A household contact with a patient having an active form of tuberculosis is a leading risk factor for being infected in childhood. It should be noted that an extreme manifestation of the epidemiological hazard is the incurable course of tuberculosis in the human source of infection connected, as a rule, with a late diagnosis of generalized, highly contagious forms of this disease. In the medical history of children with progradient type of tuberculosis, this sign (fatal disease course in the human infection source) was encountered 5 times more often than in children with a favorable tuberculosis course (37%; RR=5.3).
An early child’s age was determined by the model as an independent predictor. Liability to disease progression in children in the first three years of life was confirmed by a high occurrence of this parameter with its significant predominance in the main group (78%; RR=2.7). The risk of tuberculosis progression is also aggravated by the absence or inadequacy of chemotherapy effect on the causative agent before the disease development (“absence or low adherence to the therapy of the latent tuberculosis infection”) prevailing among the children cohort with unfavorable tuberculosis course (81%; RR=2.3).
The risk of progradient tuberculosis course using the given parameters can be determined at any stage of rendering medical aid to HIV-infected children. The set of predictors established by us is logically grounded and does not contradict the natural pattern of tuberculosis development in children.
Conclusion
The presented prognostic model is based on the analysis of the obligatory data in the diagnostic search making its use convenient at any stage of rendering medical aid to HIV-infected children.

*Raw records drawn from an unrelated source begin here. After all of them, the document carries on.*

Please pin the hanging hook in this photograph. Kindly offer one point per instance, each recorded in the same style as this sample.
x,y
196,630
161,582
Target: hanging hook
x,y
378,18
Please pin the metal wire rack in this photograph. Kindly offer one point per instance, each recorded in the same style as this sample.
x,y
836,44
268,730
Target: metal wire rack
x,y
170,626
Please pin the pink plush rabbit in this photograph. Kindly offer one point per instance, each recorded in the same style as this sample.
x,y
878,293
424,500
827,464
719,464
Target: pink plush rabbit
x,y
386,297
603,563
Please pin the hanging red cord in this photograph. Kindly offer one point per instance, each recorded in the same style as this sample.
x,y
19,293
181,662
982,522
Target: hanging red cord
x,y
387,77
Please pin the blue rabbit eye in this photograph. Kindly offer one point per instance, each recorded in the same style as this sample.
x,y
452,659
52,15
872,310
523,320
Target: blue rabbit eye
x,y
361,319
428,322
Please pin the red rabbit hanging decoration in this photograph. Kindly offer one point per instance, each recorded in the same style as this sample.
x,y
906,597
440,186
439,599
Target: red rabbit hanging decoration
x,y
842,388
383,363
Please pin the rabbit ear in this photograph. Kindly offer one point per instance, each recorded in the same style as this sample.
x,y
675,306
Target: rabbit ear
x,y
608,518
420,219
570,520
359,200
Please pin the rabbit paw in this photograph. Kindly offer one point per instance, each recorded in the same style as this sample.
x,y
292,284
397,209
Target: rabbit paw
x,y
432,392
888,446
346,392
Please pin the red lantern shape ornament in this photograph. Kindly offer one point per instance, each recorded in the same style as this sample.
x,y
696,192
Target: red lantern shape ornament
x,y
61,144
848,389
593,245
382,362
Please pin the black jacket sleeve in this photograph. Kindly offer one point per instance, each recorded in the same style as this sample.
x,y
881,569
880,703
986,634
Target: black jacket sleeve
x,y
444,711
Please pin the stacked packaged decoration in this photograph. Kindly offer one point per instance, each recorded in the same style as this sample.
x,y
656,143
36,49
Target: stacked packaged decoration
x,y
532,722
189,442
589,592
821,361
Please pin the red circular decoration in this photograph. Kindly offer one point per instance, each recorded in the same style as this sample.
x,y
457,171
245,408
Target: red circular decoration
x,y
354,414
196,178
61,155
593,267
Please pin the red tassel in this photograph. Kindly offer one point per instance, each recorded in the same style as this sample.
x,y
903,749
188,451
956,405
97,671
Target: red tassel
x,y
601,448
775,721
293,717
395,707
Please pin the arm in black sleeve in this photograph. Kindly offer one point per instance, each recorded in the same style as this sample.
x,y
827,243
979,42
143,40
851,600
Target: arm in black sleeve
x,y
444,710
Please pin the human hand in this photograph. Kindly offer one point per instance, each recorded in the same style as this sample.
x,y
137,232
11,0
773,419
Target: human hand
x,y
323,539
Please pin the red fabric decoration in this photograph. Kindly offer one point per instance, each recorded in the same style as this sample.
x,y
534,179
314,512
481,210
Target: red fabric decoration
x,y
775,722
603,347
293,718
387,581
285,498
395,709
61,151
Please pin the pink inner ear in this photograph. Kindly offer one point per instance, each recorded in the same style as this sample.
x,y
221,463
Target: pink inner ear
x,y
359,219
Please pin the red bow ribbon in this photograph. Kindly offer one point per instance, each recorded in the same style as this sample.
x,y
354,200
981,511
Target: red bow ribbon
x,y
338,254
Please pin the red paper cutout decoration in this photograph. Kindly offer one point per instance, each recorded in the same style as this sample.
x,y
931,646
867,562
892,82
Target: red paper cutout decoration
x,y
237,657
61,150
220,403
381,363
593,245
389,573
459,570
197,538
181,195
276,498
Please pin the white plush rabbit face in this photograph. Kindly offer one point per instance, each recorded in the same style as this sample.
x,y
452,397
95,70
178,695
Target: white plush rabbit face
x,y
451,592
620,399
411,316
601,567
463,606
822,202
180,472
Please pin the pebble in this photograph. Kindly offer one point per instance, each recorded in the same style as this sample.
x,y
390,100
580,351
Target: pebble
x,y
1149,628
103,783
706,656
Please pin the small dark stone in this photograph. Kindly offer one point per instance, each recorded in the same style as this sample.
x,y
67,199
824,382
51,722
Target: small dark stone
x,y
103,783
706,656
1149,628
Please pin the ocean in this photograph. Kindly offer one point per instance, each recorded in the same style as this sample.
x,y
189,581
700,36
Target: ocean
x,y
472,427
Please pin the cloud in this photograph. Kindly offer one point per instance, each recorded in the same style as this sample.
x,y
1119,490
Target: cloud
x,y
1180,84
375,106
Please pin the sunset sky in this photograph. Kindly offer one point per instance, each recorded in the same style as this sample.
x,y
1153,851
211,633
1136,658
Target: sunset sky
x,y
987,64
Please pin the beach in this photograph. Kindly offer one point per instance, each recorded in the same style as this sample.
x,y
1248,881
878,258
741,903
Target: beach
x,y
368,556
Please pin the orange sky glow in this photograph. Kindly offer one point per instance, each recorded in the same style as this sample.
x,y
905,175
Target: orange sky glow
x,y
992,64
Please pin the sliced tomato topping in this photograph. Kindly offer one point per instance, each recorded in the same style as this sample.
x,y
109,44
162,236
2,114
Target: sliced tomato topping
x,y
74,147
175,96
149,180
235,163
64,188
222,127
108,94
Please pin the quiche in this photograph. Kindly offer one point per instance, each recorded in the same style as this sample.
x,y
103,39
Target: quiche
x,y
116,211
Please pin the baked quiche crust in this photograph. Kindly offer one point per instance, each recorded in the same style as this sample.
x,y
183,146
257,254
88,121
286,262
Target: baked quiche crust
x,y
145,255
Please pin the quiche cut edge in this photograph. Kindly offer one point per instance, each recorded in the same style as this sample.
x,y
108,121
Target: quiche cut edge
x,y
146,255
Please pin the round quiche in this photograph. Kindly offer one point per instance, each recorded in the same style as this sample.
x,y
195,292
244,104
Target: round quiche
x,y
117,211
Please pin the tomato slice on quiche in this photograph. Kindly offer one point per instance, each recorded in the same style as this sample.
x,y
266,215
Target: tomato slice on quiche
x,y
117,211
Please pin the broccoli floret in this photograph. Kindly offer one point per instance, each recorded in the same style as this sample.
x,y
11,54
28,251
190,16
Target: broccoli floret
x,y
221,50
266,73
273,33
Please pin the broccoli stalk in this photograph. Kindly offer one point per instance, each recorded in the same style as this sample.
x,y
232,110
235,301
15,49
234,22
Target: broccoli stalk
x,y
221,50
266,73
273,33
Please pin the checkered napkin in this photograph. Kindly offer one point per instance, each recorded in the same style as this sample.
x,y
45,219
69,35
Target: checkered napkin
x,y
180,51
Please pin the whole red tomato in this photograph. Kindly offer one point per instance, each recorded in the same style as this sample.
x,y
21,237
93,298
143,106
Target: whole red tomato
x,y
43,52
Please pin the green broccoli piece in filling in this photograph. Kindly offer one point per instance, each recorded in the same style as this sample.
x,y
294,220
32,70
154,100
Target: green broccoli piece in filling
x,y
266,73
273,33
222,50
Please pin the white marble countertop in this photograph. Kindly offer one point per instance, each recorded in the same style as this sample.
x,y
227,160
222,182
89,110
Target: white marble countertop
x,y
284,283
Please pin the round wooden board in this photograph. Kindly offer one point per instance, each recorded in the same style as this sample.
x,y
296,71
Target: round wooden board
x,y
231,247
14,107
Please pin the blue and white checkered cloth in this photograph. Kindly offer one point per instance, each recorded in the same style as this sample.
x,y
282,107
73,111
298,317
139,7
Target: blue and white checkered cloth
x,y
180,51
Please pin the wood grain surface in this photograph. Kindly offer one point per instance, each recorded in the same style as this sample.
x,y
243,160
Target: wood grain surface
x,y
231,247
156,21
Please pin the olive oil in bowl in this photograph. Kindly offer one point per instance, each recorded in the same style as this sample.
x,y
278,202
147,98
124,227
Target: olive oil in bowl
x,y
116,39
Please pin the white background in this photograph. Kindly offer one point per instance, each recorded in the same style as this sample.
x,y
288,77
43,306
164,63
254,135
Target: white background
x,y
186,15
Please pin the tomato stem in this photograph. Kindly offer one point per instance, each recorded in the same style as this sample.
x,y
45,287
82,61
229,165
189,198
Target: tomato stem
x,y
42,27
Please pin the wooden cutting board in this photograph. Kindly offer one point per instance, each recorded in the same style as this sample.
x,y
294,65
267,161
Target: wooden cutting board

Formation of groups with the high risk of unfavorable development of tuberculosis allows for optimization of preventive measures and strengthening of epidemiological surveillance of this category of patients. In case of the tuberculosis process manifestation, a high probability of progradient variant of the disease development together with other criteria can be the basis for correcting the chemotherapy regimen.
Research funding. The work was not supported by any financial source.
Conflicts of interest. The authors have no conflicts of interest to declare.